As Val Kilmer’s character said in TOMBSTONE, “Now I really hate him.”

And if you don’t like that, well Fran Drescher made $55K for every minute aired of that awful sitcom, The Nanny.

That’s okay, cuz Daniel Davis needed steady work, he wasn’t always getting gigs like RED OCTOBER’s Captain of the Enterprise and Moriarty.

Perhaps you should have asked Abigail to pitch in some of her $130M net worth to help the writers?

And I wonder which other airport exec airport near The Hamptons she fly her private jet into so that she could protest against the new exec airport? Because we all know she wasn’t flying on a WannaGetAway airfare on Southwest to get there. lol

Take this waste back to the Deadline comments section

Chill out — I like to make fun of rich hypocrites, and I wasn’t the one who randomly introduced her and exec airport protests for no reason.

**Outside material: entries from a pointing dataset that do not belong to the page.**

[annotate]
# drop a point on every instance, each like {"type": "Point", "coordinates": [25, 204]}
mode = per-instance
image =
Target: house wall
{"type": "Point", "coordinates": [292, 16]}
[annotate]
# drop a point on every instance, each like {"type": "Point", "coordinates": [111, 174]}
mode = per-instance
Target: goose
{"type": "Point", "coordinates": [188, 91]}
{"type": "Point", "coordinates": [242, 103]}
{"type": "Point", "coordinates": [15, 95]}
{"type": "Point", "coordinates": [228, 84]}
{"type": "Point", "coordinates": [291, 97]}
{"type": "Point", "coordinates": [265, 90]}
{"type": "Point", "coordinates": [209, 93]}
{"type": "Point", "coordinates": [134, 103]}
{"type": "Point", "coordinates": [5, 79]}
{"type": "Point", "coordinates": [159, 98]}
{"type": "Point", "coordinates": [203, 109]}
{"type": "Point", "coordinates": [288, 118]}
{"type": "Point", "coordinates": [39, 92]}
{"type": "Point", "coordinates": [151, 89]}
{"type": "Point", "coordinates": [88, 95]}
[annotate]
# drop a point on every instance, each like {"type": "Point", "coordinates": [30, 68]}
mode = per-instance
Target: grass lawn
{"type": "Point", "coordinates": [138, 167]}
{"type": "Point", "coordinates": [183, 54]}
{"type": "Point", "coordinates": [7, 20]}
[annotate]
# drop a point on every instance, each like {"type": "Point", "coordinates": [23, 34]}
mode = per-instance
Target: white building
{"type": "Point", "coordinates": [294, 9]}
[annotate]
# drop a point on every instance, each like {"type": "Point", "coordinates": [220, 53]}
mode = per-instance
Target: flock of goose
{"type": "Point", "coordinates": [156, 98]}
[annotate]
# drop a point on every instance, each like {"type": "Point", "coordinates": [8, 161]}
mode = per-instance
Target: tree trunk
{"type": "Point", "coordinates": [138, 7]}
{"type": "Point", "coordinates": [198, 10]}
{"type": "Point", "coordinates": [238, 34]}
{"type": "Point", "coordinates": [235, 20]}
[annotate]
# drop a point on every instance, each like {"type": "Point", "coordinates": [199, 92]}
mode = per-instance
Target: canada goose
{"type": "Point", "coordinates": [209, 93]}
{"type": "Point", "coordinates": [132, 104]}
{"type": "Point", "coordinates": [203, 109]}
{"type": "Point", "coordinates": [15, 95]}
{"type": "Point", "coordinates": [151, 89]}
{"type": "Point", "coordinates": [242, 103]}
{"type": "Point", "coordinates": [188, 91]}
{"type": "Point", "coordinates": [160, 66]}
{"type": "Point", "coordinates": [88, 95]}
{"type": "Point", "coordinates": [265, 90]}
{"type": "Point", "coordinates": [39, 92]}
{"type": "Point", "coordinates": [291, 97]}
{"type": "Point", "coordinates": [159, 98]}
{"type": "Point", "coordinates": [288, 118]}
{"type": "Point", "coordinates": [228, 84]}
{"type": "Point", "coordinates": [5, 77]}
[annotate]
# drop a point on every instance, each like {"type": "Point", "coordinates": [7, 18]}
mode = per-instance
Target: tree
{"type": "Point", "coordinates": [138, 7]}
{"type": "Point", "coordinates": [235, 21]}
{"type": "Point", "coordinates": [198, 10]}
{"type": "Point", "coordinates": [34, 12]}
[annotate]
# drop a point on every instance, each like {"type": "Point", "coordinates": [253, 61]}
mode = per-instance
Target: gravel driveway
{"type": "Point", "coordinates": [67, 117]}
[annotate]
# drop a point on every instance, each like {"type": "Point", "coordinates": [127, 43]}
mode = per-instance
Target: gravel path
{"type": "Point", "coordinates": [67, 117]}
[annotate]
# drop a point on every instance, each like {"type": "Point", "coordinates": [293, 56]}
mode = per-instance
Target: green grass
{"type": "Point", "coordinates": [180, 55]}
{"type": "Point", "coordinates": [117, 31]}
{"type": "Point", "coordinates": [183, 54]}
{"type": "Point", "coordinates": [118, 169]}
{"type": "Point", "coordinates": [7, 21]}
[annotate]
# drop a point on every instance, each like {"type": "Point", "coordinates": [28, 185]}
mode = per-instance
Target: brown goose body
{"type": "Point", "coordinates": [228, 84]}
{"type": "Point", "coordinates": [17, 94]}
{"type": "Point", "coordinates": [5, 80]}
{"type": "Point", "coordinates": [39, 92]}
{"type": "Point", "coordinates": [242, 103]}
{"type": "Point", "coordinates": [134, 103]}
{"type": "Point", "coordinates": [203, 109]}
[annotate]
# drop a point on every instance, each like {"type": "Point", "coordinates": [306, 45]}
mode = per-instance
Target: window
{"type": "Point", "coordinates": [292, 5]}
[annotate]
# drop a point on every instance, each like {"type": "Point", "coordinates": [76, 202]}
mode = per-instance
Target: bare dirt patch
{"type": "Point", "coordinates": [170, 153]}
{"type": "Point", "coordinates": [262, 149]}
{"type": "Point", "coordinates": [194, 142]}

I don’t introduce random stuff like that here, but if others do it’s fair game to comment on.

BTW, if you think she is trying to save the planet for us, do a web search for her mansion in forest near Bedford, NY. LOL

Here’s a link to a very succinct summing-up of Hollywood accounting, as practiced by TPTB, then now and always. https://www.cnn.com/2023/07/19/business/nightcap-hollywood-accounting-strike/index.html

Doesn’t EVEN get into the ‘rolling break’ but it doesn’t need to — the shiftiness is integral to the process.